Drop the Box review
By MIRIAM BRETT
AFTER five days of hard work, Saturday saw the last of the evening concerts for Fiddle Frenzy 2008. Headlining at the Garrison Theatre on Saturday night was well-known local band Drop the Box.
The night started with the students of Fiddle Frenzy performing a few of the tunes they had been taught throughout the week. Led by Margaret Scollay, the group of 60 students from all over the world played a few familiar Shetland sets. Considering the short amount of time the students had been given to learn these tunes, they sounded clear and very well rehearsed.
Second to play were Fullsceilidh Spelemannslag who played a mix of Scandinavian and Shetland sets of tunes. After a bit of a slow start, Fullsceilidh were in full flow and the audience were captured by their impressive sound, their ability to play at a remarkable speed and, of course, by Maurice Henderson’s usual tales and jokes.
Given that one of their fiddle players, Mark Laurenson, lives in Norway and another fiddler could not make it that night, Fullsceilidh played exceptionally well indeed. Their lively, energetic sound was reflected with rapturous applause from the audience. The headlining act for the evening, Drop the Box, were most certainly worth the wait. As soon as they began, you could tell that this was a very professional band. Their songs were unbelievably well put together. Their arrangements are complicated in that they do not all stick to the melody line as is so common in bands you see today, but each instrument seems to flow independently into their own piece, giving Drop the Box a layered sound.
Every instrument fitted together so well together that you could not help but pick up on their stunning, tight arrangements. I felt that this was reflected most in the song On the Wings o’ a Scorie.
One aspect of Drop the Box that stood out was their excellent ability to interact. Not only did they communicate regularly with the audience but they also communicated well as a band. I feel this is very important in a group when performing as it makes the audience more relaxed and they will, therefore, enjoy the concert more.
They also come across as a band who works well together as a whole. The group also use a huge range of instruments when performing. One example of this was the melodica, this added an amazing touch to the songs played.
Drop the Box showed of their talent when they played a few of their own tunes. The audience were told that one of their biggest influences is Van Morrison. However, fiddler Laurenson was star of the show on Saturday. Not only did he play in Fullscelidh, but he was also the fiddler in Drop the Box.
The fiddle adds a unique quality to this very individual band that separates it from all the others.
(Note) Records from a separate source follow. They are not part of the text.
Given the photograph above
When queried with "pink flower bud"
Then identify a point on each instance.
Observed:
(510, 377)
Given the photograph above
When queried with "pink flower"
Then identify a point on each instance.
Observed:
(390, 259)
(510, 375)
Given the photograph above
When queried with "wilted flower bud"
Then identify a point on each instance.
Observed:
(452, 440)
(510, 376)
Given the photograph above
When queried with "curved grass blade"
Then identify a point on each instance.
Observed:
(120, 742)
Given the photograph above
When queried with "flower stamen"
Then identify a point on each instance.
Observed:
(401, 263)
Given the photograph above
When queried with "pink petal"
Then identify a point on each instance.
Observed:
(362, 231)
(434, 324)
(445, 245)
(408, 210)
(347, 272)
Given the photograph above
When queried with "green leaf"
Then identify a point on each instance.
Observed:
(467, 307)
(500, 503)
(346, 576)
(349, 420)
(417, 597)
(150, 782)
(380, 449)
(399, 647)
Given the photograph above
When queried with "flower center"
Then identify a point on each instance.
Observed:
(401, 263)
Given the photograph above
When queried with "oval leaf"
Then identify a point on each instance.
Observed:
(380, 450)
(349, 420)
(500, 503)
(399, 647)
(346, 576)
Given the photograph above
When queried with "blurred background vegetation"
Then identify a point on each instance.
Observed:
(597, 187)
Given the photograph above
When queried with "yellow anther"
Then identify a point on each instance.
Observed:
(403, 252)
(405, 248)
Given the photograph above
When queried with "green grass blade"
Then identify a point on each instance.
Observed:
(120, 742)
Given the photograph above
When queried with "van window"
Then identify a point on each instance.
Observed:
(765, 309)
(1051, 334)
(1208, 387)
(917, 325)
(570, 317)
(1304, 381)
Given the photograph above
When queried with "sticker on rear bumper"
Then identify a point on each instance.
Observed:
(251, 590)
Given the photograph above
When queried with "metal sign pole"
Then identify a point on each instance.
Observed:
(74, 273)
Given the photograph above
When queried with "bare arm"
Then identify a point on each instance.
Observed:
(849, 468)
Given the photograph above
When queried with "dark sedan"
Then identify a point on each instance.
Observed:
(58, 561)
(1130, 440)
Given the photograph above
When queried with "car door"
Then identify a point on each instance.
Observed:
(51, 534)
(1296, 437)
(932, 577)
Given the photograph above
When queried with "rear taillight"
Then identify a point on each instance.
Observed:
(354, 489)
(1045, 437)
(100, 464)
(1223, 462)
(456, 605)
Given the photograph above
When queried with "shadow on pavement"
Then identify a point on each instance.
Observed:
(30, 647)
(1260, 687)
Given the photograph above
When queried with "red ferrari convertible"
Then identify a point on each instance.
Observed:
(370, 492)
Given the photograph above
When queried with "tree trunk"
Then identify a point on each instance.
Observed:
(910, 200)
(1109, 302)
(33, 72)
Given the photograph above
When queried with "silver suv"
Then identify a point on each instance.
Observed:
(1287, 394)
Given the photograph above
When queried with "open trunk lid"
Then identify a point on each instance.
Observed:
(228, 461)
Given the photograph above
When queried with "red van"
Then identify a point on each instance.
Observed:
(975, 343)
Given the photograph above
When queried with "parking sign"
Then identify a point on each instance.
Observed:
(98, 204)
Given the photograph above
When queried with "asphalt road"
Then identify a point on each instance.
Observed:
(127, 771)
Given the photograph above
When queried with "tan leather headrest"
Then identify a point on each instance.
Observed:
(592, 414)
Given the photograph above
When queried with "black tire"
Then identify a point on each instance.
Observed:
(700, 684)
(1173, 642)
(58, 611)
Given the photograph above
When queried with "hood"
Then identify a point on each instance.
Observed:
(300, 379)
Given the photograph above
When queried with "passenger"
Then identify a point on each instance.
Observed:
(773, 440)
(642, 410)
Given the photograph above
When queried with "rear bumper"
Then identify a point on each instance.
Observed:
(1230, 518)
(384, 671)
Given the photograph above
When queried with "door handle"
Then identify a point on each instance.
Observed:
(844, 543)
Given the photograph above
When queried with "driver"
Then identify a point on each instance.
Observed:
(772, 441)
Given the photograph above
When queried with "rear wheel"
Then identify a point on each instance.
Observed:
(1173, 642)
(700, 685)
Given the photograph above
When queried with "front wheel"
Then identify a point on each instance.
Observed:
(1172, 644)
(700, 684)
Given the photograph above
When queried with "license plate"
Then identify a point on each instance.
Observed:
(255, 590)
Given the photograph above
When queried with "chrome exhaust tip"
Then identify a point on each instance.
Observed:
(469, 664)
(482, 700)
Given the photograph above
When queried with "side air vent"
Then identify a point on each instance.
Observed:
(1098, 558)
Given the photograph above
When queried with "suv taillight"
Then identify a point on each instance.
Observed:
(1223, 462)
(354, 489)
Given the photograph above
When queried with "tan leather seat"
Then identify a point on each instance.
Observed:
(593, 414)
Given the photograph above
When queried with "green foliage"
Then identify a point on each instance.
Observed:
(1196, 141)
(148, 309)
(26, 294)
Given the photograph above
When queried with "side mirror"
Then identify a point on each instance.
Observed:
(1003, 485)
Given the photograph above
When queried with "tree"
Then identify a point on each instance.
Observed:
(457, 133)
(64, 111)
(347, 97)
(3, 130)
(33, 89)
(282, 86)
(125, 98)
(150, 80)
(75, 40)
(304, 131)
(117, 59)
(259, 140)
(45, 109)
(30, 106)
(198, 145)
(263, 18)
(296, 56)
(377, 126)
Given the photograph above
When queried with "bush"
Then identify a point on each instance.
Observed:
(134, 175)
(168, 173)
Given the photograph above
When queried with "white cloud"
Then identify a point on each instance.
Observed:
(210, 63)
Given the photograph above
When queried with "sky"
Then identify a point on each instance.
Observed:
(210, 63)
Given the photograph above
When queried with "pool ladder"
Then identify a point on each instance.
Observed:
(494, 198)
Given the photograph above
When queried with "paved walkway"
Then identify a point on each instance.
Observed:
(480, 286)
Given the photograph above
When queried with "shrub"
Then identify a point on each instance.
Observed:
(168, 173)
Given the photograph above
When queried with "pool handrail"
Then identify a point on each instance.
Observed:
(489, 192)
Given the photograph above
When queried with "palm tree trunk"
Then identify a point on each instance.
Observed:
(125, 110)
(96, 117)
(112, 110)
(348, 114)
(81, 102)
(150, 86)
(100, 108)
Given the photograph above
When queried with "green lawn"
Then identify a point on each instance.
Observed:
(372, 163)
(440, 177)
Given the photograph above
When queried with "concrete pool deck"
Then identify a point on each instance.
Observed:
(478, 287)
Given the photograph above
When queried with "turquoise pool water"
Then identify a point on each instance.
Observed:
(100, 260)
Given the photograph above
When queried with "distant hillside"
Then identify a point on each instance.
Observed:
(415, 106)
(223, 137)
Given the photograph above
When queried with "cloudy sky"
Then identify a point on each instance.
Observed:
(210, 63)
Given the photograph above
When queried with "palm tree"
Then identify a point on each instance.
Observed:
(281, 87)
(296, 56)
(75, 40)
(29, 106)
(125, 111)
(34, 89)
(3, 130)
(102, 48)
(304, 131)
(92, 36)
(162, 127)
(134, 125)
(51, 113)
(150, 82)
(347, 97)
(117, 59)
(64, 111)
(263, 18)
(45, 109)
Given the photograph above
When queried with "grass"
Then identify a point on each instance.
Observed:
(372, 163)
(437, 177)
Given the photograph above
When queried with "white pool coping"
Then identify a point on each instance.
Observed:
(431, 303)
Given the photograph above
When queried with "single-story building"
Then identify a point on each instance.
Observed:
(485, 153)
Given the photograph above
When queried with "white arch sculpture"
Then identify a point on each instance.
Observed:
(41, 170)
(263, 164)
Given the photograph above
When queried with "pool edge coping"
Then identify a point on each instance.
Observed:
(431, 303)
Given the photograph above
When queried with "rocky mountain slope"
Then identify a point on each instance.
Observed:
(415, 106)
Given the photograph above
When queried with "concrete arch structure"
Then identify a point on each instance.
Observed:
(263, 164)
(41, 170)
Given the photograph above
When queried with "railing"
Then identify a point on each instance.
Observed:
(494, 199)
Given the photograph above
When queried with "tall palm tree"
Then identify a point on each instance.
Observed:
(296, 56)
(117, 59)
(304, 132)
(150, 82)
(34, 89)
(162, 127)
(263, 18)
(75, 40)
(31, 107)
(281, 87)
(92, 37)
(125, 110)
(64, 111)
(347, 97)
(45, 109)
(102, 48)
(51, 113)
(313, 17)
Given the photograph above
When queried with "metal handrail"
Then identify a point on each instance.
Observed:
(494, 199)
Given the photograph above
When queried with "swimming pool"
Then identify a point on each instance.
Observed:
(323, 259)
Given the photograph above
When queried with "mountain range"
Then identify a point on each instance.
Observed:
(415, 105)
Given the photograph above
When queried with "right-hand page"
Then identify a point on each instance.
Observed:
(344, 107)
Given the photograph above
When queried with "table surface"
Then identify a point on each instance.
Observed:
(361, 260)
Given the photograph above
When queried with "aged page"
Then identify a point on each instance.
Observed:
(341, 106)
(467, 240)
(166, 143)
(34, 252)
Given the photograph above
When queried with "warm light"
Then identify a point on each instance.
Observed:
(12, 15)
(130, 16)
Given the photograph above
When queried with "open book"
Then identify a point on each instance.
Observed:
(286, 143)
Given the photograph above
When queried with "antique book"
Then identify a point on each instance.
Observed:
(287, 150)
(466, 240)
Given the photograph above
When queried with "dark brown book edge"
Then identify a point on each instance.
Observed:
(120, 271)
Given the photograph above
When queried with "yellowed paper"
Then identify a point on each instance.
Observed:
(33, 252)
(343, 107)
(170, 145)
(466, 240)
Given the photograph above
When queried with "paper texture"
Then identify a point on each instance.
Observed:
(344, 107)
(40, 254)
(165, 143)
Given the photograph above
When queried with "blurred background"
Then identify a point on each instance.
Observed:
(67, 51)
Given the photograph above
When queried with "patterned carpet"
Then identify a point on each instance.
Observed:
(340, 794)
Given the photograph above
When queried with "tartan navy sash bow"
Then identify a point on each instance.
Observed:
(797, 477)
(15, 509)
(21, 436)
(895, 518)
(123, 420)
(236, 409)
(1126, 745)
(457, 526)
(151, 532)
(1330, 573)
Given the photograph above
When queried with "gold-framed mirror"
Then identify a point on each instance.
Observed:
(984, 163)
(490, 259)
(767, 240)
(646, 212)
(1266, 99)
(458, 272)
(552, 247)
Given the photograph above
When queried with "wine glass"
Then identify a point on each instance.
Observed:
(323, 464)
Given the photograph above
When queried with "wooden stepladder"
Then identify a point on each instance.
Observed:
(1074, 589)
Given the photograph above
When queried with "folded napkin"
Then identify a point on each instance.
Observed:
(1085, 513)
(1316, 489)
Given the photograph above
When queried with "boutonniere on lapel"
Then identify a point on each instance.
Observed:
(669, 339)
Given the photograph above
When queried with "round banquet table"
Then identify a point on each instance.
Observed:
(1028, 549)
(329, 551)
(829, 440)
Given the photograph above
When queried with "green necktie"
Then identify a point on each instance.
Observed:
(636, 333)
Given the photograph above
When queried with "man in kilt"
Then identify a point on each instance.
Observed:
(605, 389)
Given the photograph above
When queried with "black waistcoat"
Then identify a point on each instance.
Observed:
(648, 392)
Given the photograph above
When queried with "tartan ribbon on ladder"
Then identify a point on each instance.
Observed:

Unlike other bands, the fiddle did not take the lead role and was not even particularly loud. Yet it added something extra to the group. The vocals and fiddle combined to create beautiful melody lines and left the audience mesmerised.
After a stunning performance, Drop the Box was given an encore from the very enthusiastic audience. They chose to play a tune they wrote while staying in Aberdeen about missing home, Edge of the World.
They could not have picked a better song to end the concert. It showed off everything that this very talented, fresh band holds. It was beautiful and completely unique to Drop the Box. Not only do they write their own songs, but they take well known Shetland sets and make them very much their own. Although they stray away from traditional Shetland music, they keep their roots at home. We should be extremely proud that we boast such a wide range of talented musicians. Fiddle Frenzy 2008 really showed off Shetland’s talent.